Do you see red flags, or is the BF reasonable?
A woman’s boyfriend proposes a 50-50 split for rent even though he knows her family will be the ones footing the bill. The GF @ThrowRA9876234 took to Reddit to share this ordeal and claimed she’s graduating from college, will explore grad school options, and will have to live off her family’s support in the meantime.
The 22-Year-Old has been dating her 32-Year-Old boyfriend a little over two years ago.
She explained her BF makes about $300K yearly and just received a job offer in a city across the country that would pay him over $500,000 yearly with bonuses. He wants her to move with him to the new town, and even though she’s OK with the idea, even though it’s not her first choice of places to live, the woman finally settled with attending school in the new city.

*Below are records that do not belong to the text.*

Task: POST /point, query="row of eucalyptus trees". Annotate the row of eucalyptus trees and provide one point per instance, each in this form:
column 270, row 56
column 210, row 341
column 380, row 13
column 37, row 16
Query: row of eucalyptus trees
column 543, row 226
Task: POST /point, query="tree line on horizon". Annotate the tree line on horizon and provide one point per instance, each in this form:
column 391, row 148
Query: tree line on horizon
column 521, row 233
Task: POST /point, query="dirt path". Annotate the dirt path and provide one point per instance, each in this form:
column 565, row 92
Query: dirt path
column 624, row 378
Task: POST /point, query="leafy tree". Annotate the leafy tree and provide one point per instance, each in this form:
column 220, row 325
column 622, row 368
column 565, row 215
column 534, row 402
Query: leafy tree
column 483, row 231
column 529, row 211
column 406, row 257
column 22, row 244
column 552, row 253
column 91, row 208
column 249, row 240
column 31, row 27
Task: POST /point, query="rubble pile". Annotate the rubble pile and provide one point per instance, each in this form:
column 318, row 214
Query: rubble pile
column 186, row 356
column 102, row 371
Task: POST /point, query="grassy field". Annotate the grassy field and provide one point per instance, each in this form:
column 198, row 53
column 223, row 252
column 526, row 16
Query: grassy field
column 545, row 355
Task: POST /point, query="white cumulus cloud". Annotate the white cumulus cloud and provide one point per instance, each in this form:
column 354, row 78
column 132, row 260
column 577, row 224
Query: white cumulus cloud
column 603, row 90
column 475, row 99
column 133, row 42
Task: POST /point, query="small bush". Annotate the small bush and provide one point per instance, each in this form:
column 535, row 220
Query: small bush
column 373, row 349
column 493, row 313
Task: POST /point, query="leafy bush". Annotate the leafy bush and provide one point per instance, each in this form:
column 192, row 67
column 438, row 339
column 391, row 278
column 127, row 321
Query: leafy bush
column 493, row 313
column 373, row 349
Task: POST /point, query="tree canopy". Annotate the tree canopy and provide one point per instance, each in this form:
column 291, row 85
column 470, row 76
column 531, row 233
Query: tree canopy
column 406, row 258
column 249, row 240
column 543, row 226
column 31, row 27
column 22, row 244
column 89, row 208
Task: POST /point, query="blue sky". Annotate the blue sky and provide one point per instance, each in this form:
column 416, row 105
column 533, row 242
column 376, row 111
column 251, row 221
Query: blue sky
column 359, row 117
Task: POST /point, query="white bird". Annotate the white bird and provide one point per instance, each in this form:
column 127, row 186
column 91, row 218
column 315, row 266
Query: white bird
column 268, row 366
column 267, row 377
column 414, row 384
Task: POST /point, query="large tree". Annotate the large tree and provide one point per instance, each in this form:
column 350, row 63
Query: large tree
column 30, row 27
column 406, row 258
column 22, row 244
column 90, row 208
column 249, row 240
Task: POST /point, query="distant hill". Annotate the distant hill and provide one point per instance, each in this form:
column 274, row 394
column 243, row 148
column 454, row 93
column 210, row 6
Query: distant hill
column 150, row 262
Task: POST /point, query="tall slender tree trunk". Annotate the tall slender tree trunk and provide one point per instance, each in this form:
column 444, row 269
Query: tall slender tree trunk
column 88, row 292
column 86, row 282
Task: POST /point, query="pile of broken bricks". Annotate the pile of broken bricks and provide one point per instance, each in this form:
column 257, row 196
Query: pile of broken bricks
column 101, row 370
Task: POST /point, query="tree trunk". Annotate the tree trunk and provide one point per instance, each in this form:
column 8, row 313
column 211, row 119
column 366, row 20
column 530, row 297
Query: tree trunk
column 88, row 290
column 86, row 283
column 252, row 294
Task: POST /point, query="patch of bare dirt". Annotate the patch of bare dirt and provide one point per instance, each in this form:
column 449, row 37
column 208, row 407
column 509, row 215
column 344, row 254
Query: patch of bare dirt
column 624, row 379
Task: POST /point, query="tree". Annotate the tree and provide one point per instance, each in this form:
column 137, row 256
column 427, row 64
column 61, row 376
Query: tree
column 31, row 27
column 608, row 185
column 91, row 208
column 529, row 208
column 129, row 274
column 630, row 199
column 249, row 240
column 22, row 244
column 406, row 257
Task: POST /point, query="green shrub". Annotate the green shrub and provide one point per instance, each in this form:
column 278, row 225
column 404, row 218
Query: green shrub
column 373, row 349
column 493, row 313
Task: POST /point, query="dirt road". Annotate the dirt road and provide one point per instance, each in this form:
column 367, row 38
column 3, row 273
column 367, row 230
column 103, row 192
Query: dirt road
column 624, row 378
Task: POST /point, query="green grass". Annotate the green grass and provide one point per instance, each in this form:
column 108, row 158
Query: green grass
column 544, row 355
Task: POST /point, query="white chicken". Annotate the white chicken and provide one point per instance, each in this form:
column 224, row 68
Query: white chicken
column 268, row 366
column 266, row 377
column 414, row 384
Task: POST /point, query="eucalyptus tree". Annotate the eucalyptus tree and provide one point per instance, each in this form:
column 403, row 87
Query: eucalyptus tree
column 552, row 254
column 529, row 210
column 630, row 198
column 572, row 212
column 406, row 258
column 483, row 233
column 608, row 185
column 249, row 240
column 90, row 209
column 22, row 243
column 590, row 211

“The only issue is, he wants me to pay half the rent and half of all our expenses. This would amount to around 2,500 per month.”

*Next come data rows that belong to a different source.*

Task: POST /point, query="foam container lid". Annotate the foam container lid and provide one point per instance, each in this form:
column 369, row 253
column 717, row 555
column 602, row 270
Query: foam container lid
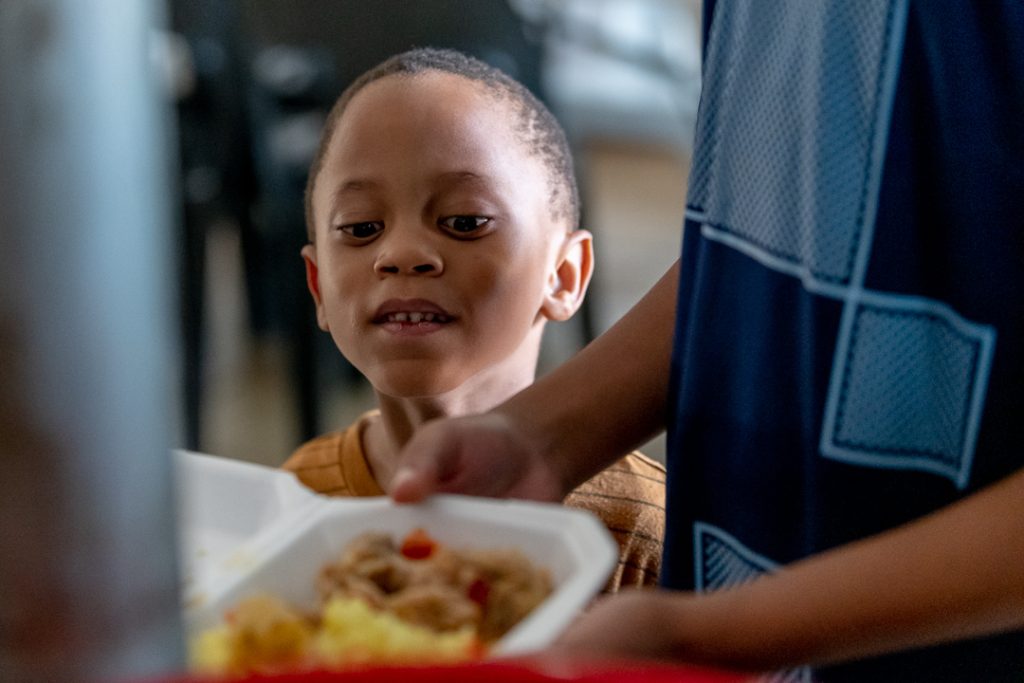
column 246, row 528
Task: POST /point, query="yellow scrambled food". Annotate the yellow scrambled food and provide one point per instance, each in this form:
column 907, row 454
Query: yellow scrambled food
column 381, row 602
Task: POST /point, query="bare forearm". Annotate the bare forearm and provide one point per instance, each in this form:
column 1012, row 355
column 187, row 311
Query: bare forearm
column 954, row 574
column 610, row 397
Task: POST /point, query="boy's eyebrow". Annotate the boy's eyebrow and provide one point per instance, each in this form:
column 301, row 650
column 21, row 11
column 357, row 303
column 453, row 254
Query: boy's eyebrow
column 354, row 185
column 367, row 184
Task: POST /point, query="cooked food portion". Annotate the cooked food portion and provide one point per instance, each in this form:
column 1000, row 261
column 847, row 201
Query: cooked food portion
column 382, row 602
column 443, row 589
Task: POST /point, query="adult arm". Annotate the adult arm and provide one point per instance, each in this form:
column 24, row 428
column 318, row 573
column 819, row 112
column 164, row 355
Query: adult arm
column 606, row 400
column 953, row 574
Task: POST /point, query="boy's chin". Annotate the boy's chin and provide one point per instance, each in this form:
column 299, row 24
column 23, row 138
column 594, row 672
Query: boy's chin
column 414, row 386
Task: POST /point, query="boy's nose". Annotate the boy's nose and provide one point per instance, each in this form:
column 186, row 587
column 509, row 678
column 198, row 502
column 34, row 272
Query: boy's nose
column 411, row 259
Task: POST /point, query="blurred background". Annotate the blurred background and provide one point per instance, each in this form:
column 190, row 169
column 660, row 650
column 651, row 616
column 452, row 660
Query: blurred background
column 253, row 81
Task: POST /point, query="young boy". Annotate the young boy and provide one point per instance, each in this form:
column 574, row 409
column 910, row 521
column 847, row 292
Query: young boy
column 441, row 211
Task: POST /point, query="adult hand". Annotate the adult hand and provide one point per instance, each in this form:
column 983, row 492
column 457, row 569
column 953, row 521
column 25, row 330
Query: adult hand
column 481, row 455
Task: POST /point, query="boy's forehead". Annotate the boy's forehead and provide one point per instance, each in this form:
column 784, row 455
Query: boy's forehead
column 442, row 102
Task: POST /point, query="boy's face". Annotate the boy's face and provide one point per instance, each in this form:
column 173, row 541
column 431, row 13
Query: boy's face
column 436, row 256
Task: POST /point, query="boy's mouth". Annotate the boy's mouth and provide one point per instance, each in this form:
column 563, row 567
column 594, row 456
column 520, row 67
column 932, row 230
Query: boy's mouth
column 414, row 316
column 417, row 311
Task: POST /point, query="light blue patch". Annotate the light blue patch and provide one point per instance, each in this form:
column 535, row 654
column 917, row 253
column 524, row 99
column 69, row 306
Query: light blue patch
column 907, row 387
column 818, row 73
column 722, row 561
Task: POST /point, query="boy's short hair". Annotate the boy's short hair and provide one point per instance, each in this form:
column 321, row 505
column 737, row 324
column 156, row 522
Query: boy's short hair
column 537, row 127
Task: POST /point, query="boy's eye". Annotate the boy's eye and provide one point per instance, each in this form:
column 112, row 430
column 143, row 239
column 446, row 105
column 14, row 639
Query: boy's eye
column 361, row 230
column 464, row 225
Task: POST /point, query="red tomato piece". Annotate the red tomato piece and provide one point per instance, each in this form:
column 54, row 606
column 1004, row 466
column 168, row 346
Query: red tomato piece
column 478, row 591
column 418, row 545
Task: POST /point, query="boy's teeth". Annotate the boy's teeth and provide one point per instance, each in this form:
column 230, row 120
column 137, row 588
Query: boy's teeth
column 415, row 317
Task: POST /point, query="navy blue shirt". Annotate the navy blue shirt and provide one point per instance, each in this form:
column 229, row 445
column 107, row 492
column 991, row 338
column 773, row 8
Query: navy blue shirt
column 850, row 338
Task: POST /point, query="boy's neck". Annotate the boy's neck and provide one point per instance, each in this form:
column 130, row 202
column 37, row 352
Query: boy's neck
column 385, row 436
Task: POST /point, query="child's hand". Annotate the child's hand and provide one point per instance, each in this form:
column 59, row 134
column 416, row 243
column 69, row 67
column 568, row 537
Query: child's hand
column 484, row 455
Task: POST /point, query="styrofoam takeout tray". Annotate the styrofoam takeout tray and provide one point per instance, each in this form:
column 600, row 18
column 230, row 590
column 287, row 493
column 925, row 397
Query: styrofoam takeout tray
column 246, row 528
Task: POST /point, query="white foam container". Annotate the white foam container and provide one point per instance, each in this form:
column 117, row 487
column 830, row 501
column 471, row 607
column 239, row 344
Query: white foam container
column 246, row 528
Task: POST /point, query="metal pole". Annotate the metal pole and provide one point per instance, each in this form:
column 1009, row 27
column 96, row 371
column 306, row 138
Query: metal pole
column 88, row 577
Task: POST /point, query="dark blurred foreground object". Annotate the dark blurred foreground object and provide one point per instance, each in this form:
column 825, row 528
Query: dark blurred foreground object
column 88, row 582
column 511, row 671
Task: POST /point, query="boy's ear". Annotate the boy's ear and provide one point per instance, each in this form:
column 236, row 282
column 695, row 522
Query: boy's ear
column 567, row 283
column 312, row 282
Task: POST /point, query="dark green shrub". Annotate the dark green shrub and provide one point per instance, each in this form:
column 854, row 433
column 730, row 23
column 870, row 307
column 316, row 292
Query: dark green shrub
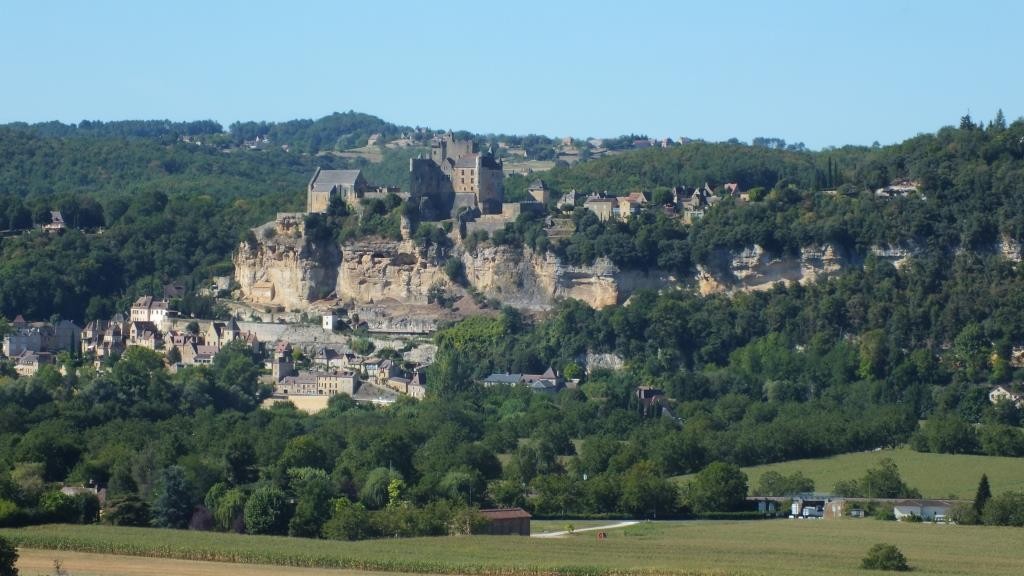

“My family is capable of providing me with his money, but we are not exorbitantly wealthy, so it is a lot of money for us. My family also thinks it is really unreasonable for my boyfriend to ask me to pay these expenses when he makes enough money to support both of us easily. My boyfriend thinks it is completely reasonable for my family to pay these expenses for me.”
People in the comments, without hesitation, pointed out numerous red flags. Some people offered an essential rule for anyone considering living with a partner who makes significantly more or less than they do. It’s urged that couples splitting rent evenly go by what the person who makes the least can afford.

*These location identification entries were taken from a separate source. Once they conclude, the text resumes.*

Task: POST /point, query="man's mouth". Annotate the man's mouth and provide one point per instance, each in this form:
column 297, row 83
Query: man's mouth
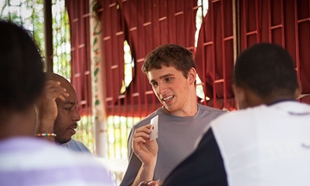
column 72, row 129
column 165, row 99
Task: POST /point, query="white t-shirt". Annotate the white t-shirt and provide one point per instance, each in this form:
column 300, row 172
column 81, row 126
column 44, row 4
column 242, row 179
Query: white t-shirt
column 29, row 161
column 266, row 145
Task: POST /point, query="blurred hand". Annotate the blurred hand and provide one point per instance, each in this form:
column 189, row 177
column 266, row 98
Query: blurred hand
column 151, row 183
column 145, row 149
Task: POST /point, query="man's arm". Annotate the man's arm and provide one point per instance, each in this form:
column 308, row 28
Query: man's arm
column 47, row 108
column 204, row 166
column 146, row 151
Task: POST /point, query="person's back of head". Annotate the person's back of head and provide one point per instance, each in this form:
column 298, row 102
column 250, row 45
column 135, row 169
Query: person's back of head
column 169, row 55
column 268, row 71
column 21, row 69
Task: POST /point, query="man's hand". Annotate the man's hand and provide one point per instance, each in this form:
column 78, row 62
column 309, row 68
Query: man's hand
column 145, row 149
column 47, row 106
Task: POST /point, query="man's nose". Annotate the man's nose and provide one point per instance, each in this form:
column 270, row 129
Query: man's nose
column 162, row 88
column 76, row 115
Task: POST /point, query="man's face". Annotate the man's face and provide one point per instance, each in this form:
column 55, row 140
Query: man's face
column 66, row 121
column 171, row 88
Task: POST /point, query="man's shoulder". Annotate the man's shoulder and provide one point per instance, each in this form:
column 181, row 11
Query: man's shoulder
column 210, row 109
column 76, row 146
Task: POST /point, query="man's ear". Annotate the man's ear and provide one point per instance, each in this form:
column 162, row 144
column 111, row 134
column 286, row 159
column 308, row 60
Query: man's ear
column 192, row 75
column 240, row 97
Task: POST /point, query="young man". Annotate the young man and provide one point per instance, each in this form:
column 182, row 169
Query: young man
column 171, row 71
column 25, row 159
column 267, row 142
column 60, row 116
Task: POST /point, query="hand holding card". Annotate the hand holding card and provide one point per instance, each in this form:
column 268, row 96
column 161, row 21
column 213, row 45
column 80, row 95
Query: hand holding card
column 154, row 128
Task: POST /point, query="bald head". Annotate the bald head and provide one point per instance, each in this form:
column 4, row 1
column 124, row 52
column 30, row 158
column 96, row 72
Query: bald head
column 67, row 117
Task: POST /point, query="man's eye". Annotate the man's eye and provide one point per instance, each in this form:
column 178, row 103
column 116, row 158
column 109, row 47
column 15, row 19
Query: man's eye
column 154, row 84
column 168, row 79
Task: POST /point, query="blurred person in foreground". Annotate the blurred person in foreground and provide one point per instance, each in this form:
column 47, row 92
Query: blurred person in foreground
column 267, row 141
column 60, row 116
column 171, row 72
column 25, row 159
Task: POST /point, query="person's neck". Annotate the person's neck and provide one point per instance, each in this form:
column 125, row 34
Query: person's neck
column 188, row 111
column 18, row 124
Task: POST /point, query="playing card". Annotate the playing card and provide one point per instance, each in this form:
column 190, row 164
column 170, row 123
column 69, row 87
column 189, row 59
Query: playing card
column 154, row 128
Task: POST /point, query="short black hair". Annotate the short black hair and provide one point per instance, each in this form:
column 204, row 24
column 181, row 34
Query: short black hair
column 266, row 68
column 169, row 55
column 21, row 68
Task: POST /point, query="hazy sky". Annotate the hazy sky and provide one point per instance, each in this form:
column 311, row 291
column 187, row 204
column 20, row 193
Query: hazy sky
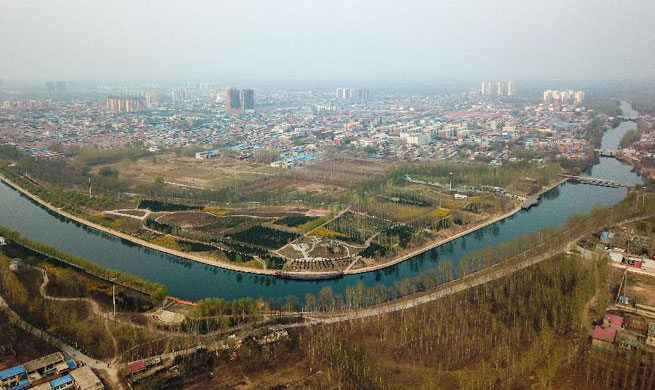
column 326, row 40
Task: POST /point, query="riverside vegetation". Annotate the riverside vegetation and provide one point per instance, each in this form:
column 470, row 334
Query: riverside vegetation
column 388, row 218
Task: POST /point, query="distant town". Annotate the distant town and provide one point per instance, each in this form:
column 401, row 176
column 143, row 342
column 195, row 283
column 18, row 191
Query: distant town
column 492, row 125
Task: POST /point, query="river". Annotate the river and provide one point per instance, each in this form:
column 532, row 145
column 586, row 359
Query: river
column 192, row 281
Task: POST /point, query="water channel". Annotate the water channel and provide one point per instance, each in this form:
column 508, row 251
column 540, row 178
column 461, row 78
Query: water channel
column 192, row 281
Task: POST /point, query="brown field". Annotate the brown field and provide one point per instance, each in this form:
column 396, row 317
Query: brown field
column 189, row 219
column 212, row 173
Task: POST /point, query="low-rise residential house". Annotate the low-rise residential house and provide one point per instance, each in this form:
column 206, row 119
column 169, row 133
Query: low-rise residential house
column 13, row 378
column 603, row 338
column 613, row 321
column 650, row 340
column 86, row 379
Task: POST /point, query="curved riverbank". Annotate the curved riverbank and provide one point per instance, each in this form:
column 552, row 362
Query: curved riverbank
column 128, row 237
column 278, row 273
column 444, row 241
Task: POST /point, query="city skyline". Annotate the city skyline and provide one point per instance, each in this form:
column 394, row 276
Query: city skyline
column 297, row 42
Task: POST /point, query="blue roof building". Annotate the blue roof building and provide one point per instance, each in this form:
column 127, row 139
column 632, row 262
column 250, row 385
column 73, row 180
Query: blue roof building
column 13, row 377
column 63, row 382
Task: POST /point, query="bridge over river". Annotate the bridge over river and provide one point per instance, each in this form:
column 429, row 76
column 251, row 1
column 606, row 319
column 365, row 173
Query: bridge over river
column 596, row 181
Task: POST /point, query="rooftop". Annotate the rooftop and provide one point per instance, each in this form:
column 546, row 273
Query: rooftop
column 12, row 372
column 61, row 380
column 614, row 319
column 604, row 334
column 85, row 377
column 44, row 361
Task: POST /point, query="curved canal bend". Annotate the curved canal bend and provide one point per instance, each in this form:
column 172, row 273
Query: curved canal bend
column 193, row 281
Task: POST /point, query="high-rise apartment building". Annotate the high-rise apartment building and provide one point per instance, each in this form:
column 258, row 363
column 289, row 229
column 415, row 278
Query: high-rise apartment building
column 151, row 99
column 178, row 95
column 232, row 100
column 563, row 97
column 239, row 101
column 486, row 88
column 125, row 104
column 247, row 100
column 352, row 94
column 500, row 88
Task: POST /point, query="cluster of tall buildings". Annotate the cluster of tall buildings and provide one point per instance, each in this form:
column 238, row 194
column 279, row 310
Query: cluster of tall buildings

@iamnoking wrote: “This is how it works when couples want to split living expenses evenly. YOU LIVE ON WHAT THE LOWEST-PAID PERSON CAN AFFORD!!! It doesn’t matter if he makes $500,000 a year and can afford a $5,000 a month apartment. You make the least, so you guys can only live at what you can comfortably pay.”
A few couldn’t imagine themselves loving someone and not wanting to make that person’s life easier.
@whatdoyoumeancookie wrote: “Where I come from, we share our excess wealth with loved ones; we don’t send them a bill. I would be so offended by this if I were you. Please go to grad school somewhere else and get your own life going. You’re gonna be awesome.”
@iamnoking again wrote: “If money is a sticking point for your boyfriend, you guys may be incompatible. Everyone is different, but I could never imagine not wanting to help my husband in any way possible. When he was finishing his master’s, I knew he couldn’t afford to go out on dates the way we used to when he worked full time. I was fine with that. I tried to pay for dates and pick up the slack. I made time to have dates in his lab and at school etc. You try to make things work with people you people and care about, you don’t hold them up to impossible standards.”
Redditors worried about the age gap between the woman and her boyfriend, especially with their careers and the power imbalance it might result in.
@stinkbomb6 wrote: “Deeply consider why a man who is so far into his career that he makes $300,000 per year and is about to go up to $500,000 is dating a college senior.”
@s4ddymcsadface wrote: “I want you, my much younger girlfriend who hasn’t yet entered the workforce, to move across the country with me. I will be choosing where we live and how much it costs, and it will be at a level I am comfortable with paying. I also want you to foot half the bill for the place I choose. There are at least three types of power imbalance here: his age, his wealth, and the fact that he’s assumed the position of making all your joint decisions for both of you.”
“On what planet is this reasonable? Either you decide how much to pay since you’re ALREADY compromising if you move for his job, or he pays for the place he wants. Really, you should sit, have a discussion about the living standards you both want, how much you can afford, and come to a comprise before you even consider starting at look at places.”
Others questioned what kind of person would comfortably ask their partner’s family for such a thing.
@Upper-Substance38868 wrote: “He makes $500,000, which is enough money for him to cover you while you finish school. If he truly loved you, he would want to take the burden away from your family and show them how much he loves you. This is a slap in your face, asking you to pay half of the expenses.”
@w11flow3r wrote: “It’s unrealistic for him to want you to move across the country and adopt this much higher standard of living and put that type of financial burden on you and your family. Twelve months of $2,500 equals $30,000. So he is expecting your family to shell out $30,000 just in living expenses for you – not counting whatever discretionary spending you may need while he pays less than 10% of his salary on living expenses and has literally hundreds of thousands of dollars to play with and save. That’s completely unacceptable, in my opinion.”
Someone else wants the woman to consider if going to a school in the city with her BF is more important than attending her first choice in graduate schools.
@recyclopath wrote: “Should I uproot my life and move for him? Should I model the rest of my education around him? Should I not take advantage of every opportunity I have in order to stay in a relationship with him? When you’re 22, the answer to all of those questions is always Never!”